You already see that the IP 221.181.185.19 was banned, but you might check further detaisl

cscli alerts inspect 18

################################################################################################

 - ID         : 18
 - Date       : 2021-05-22T09:28:32+02:00
 - Machine    : 143077311f7740eca31f1b88932cf8b2D94OFapOYkL9k8Tg
 - Simulation : false
 - Reason     : crowdsecurity/ssh-bf
 - Events Count : 13
 - Scope:Value: Ip:221.181.185.19
 - Country    : CN
 - AS         : China Mobile communications corporation

 - Active Decisions  :
+-----+-------------------+--------+--------------------+---------------------------+
| ID  |    SCOPE:VALUE    | ACTION |     EXPIRATION     |        CREATED AT         |
+-----+-------------------+--------+--------------------+---------------------------+
| 729 | Ip:221.181.185.19 | ban    | 2h39m15.380012907s | 2021-05-22T09:28:32+02:00 |
+-----+-------------------+--------+--------------------+---------------------------+

The crowd aspect

As mentioned in the beginning the cool thing about this project is the crowd aspect.

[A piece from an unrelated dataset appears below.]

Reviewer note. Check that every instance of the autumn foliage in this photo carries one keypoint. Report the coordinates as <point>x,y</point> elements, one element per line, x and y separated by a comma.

For every alert with it’s associated decisions, the meta information about the alert are shared with our central api :

  • The source ip that triggered the alert
  • The scenario that was triggered
  • The timestamp of the attack

After processing the information in the central hub, the information is redistribute relevant blocklists to all the participants.

What else?

There is much more to it, for example there is a dashboard, metrics that can be managed with prometheus and a forensic mode. Also are there a lot of more interesting scenarios, especially also in conjunction with e.g. nginx. But for now that’s it, you have already a pretty good idea how cool that project is.